Kita mengetahui bahwa ”keburukan (sesuatu yang buruk)” mengandung arti ”sesuatu yang tidak boleh dilakukan”.
Jika ada yang menunjukkan sesuatu yang ia katakan ”buruk” dan sekaligus mengatakan bahwa hal itu harus dilakukan, maka dikatakan bahwa:
1)      Apa yang dikatakan itu tidak merupakan keburukan.
2)      Dalam keadaan yang sangat khusus, apa yang dikatakan tidak benar-benar buruk.
Dan akan dikatakan bahwa apabila apa yang dikatakan itu benar-benar buruk, maka hal itu tidak boleh dilakukan. Tidak berarti bahwa ”buruk” dan ”tidak boleh dilakukan” itu scara analitis berhubungan, sehingga tidak dapat menolak yang satu dan menerima yang lain.
Bagaimana status kalimat:
”Pembunuhan adalah sesuatu yang buruk”.
Di sini tidak ditanyakan apakah pernyataan itu benar atau salah. Yang ditanyakan ialah apakah pernyataan itu merupakan suatu kalimat analitis, ataukah sintetis.
Bagaimana cara orang menggunakan kalimat tersebut?
Jawaban atas pertanyaan ini dapaat memberikan suatu metode untuk mengadakan verifikasi, terhadap kalimat itu.
”Buruk” tidak merupakan bagian dari ”pembunuhan”. Mungkin pernyataan itu tidak bersifat analitis. Apakah sifatnya sintetis, artinya dapatkah pernyataan itu dikuatkan dengan jalan pengamatan empirik?
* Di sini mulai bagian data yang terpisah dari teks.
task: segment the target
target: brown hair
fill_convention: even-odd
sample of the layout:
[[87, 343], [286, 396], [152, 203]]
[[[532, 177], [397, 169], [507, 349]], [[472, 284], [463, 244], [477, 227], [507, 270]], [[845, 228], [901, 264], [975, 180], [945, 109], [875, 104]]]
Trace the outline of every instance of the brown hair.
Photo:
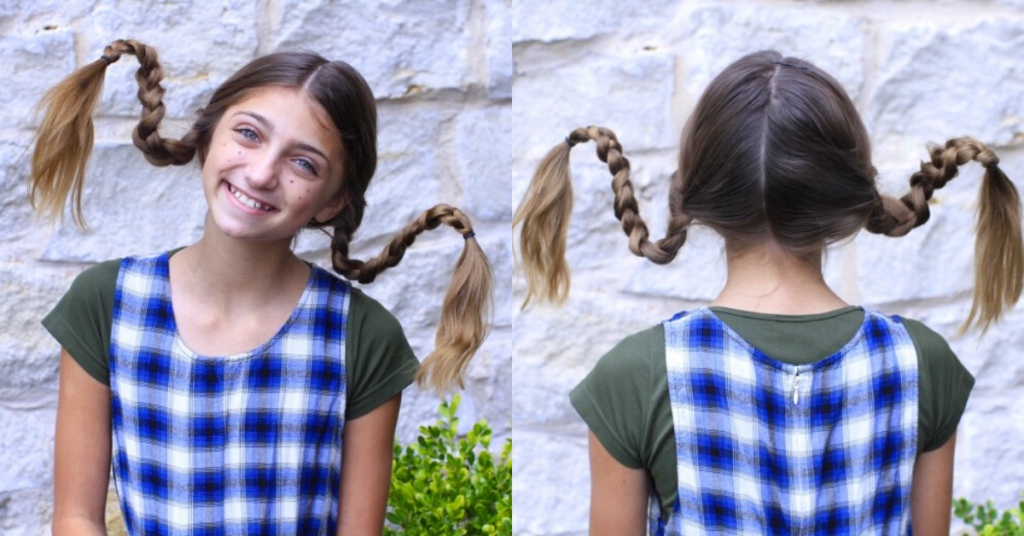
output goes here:
[[839, 82], [807, 61], [767, 50], [719, 74], [687, 120], [679, 170], [671, 179], [668, 233], [656, 242], [640, 216], [630, 162], [611, 130], [578, 128], [544, 157], [514, 218], [522, 225], [524, 306], [534, 296], [558, 303], [568, 293], [569, 151], [589, 140], [596, 141], [597, 156], [612, 174], [615, 217], [630, 250], [657, 263], [675, 258], [692, 222], [721, 234], [732, 250], [771, 240], [803, 258], [820, 255], [860, 229], [903, 236], [928, 220], [933, 192], [956, 176], [958, 166], [976, 160], [985, 175], [974, 303], [963, 328], [987, 329], [1020, 297], [1020, 199], [988, 148], [970, 137], [933, 147], [930, 161], [911, 175], [907, 195], [883, 195], [867, 131]]
[[374, 259], [348, 257], [348, 244], [362, 221], [366, 191], [377, 168], [377, 106], [366, 80], [344, 61], [328, 61], [310, 52], [282, 52], [254, 59], [214, 92], [206, 108], [181, 139], [160, 135], [164, 118], [164, 73], [157, 51], [133, 40], [117, 40], [103, 49], [103, 57], [82, 67], [50, 89], [40, 109], [46, 114], [36, 136], [32, 156], [31, 201], [51, 219], [63, 214], [69, 197], [74, 220], [84, 226], [82, 181], [92, 150], [92, 114], [102, 90], [103, 75], [122, 54], [139, 63], [135, 80], [142, 114], [132, 140], [145, 159], [156, 166], [184, 165], [199, 157], [203, 163], [213, 131], [231, 106], [261, 88], [302, 88], [330, 116], [342, 145], [341, 190], [345, 207], [330, 221], [313, 221], [310, 228], [331, 230], [332, 263], [347, 279], [370, 283], [381, 272], [396, 265], [416, 236], [441, 223], [455, 229], [465, 240], [456, 264], [437, 328], [435, 347], [423, 361], [417, 380], [445, 390], [463, 385], [463, 373], [483, 342], [490, 313], [492, 271], [486, 255], [473, 238], [469, 218], [447, 205], [437, 205], [410, 223]]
”Pembunuhan adalah sesuatu yang buruk” itu mengandung arti, tetapi hanya sebagai suatu ungkapan emosi Anda. Ngeri, tidak suka, dan lain sebagainya, diungkapkan sebagai suatu ”tanggapan”. (Kattsoff, 1985 : Bab.XVI).

B.  PERSOALAN ETIKA TEORITIK DAN NORMATIF
1.    Persoalan Etika Teoritik.
a.      Etika teoritik membahas tentang asas-asas yang melandasi sistem kesusilaan.
Etika Praktik: Etika terapan membicarakan masalah-masalah kesusilaan yang konkrit.
Etika terapan membutuhkan banyak pengetahuan mengenai masalah yang dihadapi manusia sehari-hari. Contoh: Masalah yang menyangkut pencemaran lingkungan tidak mungkin dapat semata-mata diselesaikan oleh ahli kesusilaan.
Suatu penalaran yang bersifat kesusilaan mencakup baik premise yang bercorak kesusilaan, maupun yang bercorak kenyataan empirik. Ditinjau dari segi teori mungkin saja ada penalaran yang semata-mata menggunakan premise yang bercorak kesusilaan, namun dalam kenyataannya jarang terdapat.
1)     Salah satu di antara persoalan yang terdapat dalam Etika Teoritik adalah berbentuk pernyataan. Apakah dapat dikatakan bahwa pada diri ummat manusia terdapat keseragaman asasi dalam hal keyakinan kemanusiaan? Apakah pada dasarnya manusia mempunyai pendirian yang sama tentang baik dan buruk? Tingkat pertama tentu akan mendapat jawaban ingkar. Memang setiap manusia itu mempunyai pendirian di bidang kesusilaan, tetapi pertanyaan mengenai mana yang baik mana yang buruk tidak memperolah jawaban yang sama di setiap tempat. Namun demi membela pendapat bahwa ada suatu kesusilaan yang bersifat ”alami” yang merupakan ciri khas mausia, perlu diajukan alasan-alasan kuat untuk membenarkannya.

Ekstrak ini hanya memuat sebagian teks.